Here we present how to perform the simulation studies in Zhang et al. (2022) for the beta regression, with and without rounding. We warn the readers that the code presented here may take time to run on a personal computer. Indeed, for the paper, the computations were performed on the “Baobab” and “Yggdrasil” HPC clusters provided by the University of Geneva.

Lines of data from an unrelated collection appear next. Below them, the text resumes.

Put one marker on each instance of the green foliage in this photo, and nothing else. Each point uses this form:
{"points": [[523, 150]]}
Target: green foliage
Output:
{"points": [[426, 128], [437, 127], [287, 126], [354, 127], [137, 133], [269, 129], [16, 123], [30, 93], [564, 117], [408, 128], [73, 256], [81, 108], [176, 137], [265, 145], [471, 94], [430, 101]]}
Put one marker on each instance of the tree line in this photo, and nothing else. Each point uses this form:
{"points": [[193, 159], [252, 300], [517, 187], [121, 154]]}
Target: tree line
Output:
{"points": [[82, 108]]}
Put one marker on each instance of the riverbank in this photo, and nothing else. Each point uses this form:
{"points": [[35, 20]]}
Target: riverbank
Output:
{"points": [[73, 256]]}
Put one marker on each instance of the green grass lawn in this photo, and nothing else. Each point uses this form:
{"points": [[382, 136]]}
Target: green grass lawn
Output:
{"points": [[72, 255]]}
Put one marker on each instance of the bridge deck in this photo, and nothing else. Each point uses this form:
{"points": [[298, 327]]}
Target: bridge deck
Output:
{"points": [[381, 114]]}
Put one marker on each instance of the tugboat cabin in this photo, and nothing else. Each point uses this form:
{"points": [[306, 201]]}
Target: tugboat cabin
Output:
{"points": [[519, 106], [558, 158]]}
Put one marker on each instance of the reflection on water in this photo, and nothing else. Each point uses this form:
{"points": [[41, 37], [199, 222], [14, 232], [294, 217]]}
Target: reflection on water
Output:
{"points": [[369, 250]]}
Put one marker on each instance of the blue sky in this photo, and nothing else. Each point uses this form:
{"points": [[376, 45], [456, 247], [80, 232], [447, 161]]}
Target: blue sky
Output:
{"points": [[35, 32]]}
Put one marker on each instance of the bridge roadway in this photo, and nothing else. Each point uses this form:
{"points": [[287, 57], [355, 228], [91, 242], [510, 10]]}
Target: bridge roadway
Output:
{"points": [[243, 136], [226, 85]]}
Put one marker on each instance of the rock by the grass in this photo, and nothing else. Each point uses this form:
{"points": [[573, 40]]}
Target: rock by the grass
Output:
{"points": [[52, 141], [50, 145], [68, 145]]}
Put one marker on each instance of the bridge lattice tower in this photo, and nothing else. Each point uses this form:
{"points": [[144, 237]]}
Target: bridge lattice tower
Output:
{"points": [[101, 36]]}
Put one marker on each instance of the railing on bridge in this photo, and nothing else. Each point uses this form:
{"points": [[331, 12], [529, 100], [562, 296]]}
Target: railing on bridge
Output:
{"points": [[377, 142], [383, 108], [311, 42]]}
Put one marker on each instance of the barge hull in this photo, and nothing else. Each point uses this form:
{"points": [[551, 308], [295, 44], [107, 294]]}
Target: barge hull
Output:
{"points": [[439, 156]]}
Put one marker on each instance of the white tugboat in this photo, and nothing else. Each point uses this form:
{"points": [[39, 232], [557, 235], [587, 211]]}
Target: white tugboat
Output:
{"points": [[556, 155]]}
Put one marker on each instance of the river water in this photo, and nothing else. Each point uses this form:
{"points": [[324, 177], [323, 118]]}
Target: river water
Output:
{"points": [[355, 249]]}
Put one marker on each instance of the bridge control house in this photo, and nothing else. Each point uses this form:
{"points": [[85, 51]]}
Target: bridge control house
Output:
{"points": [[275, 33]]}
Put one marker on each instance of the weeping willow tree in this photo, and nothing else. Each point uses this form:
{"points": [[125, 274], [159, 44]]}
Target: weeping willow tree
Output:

We use the following setting for the beta regression, with and without rounding.
# packages
library(IBpaper)
library(ib)
library(betareg)
# simulation specifics
MC <- 1000 # number of simulations
n <- 2000 # sample size
p <- 300 # number of coefficients
# Non-zero coefficients:
# intercept is -0.5
beta_nz <- c(-.5,rep(1,5),rep(-1.5,5),rep(2,5))
# Coefficients:
beta <- c(beta_nz,rep(0,p-15))
gamma <- 5 # precision parameter
theta <- c(beta,gamma)
# seeds for random number generator
set.seed(895724)
seed <- vector("list",3)
seed$process <- sample.int(1e7,MC) # for the response
seed$design <- sample.int(1e7,MC) # for the design
seed$ib <- sample.int(1e7,MC) # for the iterative bootstrap
# IB specifics
H <- 200 # number of simulated estimators
bbc_control <- ibControl(H=H, maxit=1L, constraint=FALSE) # control for bootstrap bias correction (BBC)
ib_control <- ibControl(H=H, maxit=50L, constraint=FALSE) # control for iterative bootstrap (IB)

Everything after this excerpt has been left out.